I see your point, but I think there were a couple of significant differences there. One of the elements with Yoda that really stands out to me is that before he went into exile, he outright trains Kenobi how to communicate with (or presumably as) a force ghost (mentions that he can teach him how to contact Qui Gon). This is big because even if one were to say, well Yoda had no idea Luke or Leia would end up doing anything of note and just went to the swamp to live a lonely existence, it's impossible to discount that he was still making moves. Teaching Kenobi how to do that was a clear way of saying, death isn't the end- and even though our friends have died, we can still learn from them via the force and perhaps even pass on our own knowledge once we die.
Any way I try to view it, I keep seeing it as Yoda and Kenobi looking to embrace the force and work toward the re-establishment of the Jedi and balance in the universe while it seemed as though Luke was basically rejecting the force (shut himself off from it as Rey points out) and was not looking to do anything related to that end.

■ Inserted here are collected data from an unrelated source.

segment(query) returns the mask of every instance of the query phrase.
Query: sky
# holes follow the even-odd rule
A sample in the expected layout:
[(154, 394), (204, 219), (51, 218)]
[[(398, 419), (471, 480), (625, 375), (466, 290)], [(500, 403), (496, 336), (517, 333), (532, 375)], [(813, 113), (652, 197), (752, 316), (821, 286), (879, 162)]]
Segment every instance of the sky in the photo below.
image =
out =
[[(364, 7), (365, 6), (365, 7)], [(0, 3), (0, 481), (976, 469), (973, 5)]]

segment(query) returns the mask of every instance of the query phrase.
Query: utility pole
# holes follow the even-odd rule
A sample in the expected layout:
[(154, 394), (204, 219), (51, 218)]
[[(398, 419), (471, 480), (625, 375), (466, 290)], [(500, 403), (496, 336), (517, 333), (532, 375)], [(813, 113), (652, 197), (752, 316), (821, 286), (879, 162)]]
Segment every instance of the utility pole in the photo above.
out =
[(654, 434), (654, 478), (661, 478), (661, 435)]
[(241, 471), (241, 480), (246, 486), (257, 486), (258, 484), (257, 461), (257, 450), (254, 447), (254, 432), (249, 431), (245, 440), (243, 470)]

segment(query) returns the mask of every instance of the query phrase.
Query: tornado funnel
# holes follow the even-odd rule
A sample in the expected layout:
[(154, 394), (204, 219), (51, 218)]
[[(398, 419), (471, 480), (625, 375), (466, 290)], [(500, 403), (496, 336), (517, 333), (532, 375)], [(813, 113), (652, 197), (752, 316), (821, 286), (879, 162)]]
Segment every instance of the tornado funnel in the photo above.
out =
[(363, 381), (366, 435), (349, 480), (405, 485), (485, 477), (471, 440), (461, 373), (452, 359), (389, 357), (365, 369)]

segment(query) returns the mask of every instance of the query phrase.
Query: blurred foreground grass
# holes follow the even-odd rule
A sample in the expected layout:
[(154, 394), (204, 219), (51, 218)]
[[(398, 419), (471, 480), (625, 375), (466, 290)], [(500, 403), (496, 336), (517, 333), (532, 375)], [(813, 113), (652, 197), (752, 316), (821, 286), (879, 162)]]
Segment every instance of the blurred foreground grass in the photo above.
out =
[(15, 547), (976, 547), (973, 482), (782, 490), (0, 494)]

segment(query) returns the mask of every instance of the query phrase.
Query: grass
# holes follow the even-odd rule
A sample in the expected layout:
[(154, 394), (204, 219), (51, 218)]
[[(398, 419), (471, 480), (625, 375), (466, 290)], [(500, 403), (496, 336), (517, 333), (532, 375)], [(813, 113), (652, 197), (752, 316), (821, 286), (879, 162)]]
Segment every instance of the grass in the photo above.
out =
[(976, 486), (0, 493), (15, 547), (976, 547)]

Yoda and Kenobi were intently monitoring Luke's life. Kenobi outright tells Luke he's got to go to Degobah. Luke didn't know Rey from Adam when she arrived and couldn't have cared less to meet her.
You're assuredly right that it all culminates with Luke embracing his heroic role and doing the right thing. But there are a bunch of mixed messages on the way to there. Luke seems to be ultra critical of the Jedi (based on his lessons to Rey) yet he chooses to spend his twilight years at the very place that houses the sacred Jedi texts. He is also really bummed out when Yoda torches them.
The movie went out of its way to show Luke as an ambivalent character. I'm sure that the point of that was to add depth or flesh things out, but a lot of people were pissed because after so many years without Luke onscreen as a character, they did not feel that version of Luke reflected what we had to come to know about him through the OT.